Sonja Álvarez Alter – Chefredakteurin des Geschäftsbereichs Sonja lvarez Sobreviela. Digitale Kultur, neue Unternehmen und die vernetzte Welt sind die Themen ihres Schreibens. Sie ging auf die Deutsche Journalistenschule in München und sammelte dort ihre redaktionellen Fähigkeiten. Zuvor studierte sie Politik, Wirtschaft und Europarecht an den Universitäten Göttingen und Genf.
verschiebt den Fokus vom Tagesspiegel
Sonja lvarez Sobreviela, ehemalige Autorin des Tagesspiegels, wechselt zum 1. August 2020 als nächste stellvertretende Büroleiterin in Berlin zur WirtschaftsWoche. Wenn es um Digitaltechnik und KI-Recht geht, ist sie eine Autorität. Als Chefredakteurin der Tageszeitung „Tagesspiegel Background Mobility & Transport“ verfügt sie über umfangreiche Erfahrung in der Medienbranche. Das von ihr mit aufgebaute Tagesspiegel Background Digitalization & AI Briefing ist dank ihres Einsatzes nun öffentlich zugänglich.

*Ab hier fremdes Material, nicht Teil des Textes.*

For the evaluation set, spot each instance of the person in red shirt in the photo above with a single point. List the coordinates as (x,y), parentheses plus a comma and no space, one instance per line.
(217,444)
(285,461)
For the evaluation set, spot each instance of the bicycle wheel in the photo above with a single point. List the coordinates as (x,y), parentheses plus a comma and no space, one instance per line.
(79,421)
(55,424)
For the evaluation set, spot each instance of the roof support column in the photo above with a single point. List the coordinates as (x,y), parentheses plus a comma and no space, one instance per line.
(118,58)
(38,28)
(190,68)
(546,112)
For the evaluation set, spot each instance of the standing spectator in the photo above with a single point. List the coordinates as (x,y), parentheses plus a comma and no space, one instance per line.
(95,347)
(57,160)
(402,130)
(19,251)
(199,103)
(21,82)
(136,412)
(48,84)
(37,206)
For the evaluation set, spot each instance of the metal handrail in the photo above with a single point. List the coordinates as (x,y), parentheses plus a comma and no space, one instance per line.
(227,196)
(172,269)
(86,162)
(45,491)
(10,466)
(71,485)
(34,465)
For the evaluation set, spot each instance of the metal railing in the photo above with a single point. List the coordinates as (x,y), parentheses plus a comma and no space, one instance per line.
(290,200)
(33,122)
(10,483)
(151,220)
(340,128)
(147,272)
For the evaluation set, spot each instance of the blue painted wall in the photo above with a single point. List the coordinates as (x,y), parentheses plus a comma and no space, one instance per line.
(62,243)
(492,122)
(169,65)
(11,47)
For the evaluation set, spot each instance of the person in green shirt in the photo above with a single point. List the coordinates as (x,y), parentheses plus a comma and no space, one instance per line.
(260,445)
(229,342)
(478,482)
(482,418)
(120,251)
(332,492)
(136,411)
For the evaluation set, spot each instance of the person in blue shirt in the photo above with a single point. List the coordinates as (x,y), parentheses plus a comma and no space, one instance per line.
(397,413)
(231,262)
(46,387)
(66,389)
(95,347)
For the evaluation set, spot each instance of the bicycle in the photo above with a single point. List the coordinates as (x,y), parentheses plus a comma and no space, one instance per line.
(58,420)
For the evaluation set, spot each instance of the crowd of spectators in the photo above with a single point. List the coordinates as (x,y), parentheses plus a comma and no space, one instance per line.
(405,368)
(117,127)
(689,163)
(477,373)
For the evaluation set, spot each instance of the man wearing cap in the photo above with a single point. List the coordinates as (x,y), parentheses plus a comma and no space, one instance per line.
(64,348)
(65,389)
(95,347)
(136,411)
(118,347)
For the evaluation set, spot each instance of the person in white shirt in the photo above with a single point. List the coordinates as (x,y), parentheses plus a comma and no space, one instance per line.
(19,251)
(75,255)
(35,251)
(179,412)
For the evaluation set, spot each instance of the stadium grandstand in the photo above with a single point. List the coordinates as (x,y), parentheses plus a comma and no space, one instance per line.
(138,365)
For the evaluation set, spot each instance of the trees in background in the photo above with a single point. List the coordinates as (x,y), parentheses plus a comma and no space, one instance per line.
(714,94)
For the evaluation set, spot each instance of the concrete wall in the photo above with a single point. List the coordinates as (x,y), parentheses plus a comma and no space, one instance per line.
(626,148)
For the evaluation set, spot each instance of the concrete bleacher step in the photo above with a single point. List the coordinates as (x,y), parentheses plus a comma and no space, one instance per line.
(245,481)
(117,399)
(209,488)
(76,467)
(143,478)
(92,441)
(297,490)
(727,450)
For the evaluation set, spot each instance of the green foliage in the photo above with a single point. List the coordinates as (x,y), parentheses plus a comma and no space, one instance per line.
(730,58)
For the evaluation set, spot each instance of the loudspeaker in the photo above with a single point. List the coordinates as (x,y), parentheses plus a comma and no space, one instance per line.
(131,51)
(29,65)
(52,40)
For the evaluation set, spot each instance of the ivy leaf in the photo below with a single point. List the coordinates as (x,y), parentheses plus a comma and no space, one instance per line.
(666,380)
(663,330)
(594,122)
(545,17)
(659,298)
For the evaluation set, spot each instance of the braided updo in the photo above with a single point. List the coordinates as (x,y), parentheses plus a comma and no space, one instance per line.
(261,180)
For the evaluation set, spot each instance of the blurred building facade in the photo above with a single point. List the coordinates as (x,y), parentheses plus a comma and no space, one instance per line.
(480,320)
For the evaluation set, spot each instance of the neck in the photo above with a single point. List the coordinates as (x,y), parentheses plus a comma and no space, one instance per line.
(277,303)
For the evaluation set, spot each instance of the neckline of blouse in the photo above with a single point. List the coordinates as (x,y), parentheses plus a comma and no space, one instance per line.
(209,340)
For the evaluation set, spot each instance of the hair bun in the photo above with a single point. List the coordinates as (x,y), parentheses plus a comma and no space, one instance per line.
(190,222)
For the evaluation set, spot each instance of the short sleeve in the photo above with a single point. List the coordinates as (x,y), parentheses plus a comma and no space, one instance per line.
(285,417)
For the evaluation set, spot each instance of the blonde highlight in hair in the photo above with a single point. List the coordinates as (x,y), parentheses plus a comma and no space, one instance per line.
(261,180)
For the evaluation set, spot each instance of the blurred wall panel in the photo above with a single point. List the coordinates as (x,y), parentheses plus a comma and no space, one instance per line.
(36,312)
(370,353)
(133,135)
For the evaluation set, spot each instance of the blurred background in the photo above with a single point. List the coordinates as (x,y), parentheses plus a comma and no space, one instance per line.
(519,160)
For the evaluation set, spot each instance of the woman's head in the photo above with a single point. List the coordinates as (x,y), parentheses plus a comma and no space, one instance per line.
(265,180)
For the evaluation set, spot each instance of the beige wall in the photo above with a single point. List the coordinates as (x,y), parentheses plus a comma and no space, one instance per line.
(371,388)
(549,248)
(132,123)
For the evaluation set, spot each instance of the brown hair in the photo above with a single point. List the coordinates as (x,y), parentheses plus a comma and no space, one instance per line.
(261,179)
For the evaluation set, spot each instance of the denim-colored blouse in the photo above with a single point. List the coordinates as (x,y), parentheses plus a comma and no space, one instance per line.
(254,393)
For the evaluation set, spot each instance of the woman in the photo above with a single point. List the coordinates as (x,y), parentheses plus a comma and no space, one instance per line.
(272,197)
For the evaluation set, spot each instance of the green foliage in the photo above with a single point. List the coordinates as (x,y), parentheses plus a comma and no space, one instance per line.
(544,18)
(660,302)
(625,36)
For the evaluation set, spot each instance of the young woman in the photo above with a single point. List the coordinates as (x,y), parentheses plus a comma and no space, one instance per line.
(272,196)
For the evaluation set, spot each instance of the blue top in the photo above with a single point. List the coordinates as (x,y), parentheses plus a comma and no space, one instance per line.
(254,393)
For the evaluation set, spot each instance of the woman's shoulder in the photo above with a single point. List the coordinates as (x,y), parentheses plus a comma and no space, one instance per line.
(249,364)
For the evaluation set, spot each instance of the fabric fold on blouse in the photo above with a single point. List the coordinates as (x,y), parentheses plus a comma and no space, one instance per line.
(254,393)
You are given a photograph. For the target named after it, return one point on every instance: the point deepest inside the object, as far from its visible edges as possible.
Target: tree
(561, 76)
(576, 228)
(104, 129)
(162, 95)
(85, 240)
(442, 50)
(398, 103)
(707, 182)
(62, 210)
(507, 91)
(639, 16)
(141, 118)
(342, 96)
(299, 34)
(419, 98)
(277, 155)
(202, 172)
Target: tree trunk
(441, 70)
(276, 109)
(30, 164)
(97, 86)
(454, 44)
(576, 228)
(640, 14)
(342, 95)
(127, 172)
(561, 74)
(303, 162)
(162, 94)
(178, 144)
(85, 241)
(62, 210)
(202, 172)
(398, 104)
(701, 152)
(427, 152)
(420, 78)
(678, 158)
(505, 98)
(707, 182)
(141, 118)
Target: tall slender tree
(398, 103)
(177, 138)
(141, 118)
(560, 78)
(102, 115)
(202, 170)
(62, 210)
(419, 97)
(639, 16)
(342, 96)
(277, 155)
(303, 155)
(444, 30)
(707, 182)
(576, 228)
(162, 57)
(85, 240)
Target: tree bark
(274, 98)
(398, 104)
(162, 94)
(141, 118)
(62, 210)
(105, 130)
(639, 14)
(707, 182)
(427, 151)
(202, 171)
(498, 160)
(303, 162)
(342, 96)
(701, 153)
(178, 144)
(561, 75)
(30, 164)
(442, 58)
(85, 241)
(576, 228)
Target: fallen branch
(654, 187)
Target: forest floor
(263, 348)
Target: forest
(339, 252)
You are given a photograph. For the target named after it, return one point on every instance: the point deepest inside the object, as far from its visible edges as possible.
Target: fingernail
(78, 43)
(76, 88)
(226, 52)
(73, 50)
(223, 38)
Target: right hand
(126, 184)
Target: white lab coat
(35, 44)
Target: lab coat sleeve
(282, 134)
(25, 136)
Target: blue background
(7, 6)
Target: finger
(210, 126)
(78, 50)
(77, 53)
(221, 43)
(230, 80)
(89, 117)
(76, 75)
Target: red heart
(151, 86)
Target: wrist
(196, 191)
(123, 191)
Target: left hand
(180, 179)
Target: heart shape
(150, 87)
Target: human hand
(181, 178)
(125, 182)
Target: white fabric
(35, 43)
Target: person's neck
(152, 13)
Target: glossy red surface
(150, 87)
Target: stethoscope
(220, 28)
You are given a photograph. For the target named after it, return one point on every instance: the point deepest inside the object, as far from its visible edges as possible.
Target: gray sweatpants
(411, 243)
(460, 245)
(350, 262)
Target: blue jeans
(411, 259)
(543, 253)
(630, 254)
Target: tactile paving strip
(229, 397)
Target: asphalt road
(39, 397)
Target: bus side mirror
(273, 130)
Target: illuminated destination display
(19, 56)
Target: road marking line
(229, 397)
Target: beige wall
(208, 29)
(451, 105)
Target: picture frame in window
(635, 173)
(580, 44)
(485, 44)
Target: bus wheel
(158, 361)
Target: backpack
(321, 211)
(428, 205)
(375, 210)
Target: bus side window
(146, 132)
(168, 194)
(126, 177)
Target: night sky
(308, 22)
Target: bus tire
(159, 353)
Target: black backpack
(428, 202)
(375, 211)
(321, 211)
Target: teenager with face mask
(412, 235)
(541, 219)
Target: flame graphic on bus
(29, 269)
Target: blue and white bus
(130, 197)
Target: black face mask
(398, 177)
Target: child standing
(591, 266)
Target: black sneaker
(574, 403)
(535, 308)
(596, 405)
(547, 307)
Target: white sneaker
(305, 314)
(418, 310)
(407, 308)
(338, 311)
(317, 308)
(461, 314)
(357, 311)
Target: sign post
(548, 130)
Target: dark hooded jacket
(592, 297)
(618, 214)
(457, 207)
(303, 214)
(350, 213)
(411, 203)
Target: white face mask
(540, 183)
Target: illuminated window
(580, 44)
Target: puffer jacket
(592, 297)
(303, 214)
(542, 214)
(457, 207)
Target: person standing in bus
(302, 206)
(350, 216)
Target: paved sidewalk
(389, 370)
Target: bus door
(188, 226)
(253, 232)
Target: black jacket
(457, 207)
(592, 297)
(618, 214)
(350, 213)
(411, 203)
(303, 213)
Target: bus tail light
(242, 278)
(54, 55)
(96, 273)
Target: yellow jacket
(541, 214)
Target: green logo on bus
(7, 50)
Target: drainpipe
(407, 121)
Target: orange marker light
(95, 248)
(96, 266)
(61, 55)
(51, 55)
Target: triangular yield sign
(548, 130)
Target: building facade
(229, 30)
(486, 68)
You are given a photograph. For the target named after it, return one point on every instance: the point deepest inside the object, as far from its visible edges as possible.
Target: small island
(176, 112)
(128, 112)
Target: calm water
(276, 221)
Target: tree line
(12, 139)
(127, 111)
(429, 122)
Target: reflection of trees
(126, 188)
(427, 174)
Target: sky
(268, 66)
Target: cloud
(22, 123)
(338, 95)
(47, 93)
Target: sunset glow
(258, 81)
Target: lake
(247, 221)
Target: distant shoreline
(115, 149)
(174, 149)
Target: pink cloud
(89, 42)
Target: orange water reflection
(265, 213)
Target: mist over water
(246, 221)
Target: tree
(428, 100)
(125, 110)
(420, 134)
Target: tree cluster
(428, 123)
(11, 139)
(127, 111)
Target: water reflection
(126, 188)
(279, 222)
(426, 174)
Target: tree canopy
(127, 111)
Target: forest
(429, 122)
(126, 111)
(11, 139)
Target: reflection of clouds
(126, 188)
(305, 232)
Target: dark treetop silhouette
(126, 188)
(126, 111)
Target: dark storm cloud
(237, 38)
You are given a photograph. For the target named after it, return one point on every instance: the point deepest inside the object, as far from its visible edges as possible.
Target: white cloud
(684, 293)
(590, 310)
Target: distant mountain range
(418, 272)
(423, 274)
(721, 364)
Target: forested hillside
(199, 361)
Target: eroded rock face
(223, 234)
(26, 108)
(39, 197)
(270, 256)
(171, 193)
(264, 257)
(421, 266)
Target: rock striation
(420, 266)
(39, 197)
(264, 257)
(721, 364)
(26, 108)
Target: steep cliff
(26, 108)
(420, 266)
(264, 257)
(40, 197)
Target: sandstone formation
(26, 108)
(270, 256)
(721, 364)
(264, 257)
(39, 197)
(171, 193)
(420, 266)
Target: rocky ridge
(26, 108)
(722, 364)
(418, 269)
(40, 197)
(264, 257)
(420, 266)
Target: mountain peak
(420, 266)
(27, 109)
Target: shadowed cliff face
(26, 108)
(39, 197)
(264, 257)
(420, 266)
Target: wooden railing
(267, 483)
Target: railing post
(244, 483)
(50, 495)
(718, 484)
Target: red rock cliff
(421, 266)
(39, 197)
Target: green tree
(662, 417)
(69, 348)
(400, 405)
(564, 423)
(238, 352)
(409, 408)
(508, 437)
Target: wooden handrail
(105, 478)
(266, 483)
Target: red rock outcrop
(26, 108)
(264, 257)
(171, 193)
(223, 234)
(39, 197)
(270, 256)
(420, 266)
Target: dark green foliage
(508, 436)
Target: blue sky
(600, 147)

Zuvor war sie Redakteurin im Wirtschaftsteil des Tagesspiegels. Für ihre Berichterstattung über Carsten Maschmeyers Imagepflege wurde sie mit dem „Deutschen Reporterpreis“ im Bereich „Ermittlung“ ausgezeichnet. „Ich freue mich darauf, die exklusive Berichterstattung der WirtschaftsWoche aus der Hauptstadt weiter voranzutreiben“, sagt Sonja lvarez über ihre neue Aufgabe.Sie löst in ihrer neuen Funktion Max Haerder ab, der gerade zum Leiter des WiWo-Ressorts Politik ernannt wurde.
Die DvH Medien-Holding ist ein Medienkonzern mit Sitz in Stuttgart, dem sowohl die Tagesspiegel-Gruppe als auch die Handelsblatt-Mediengruppe die die WirtschaftsWoche herausgibt gehören.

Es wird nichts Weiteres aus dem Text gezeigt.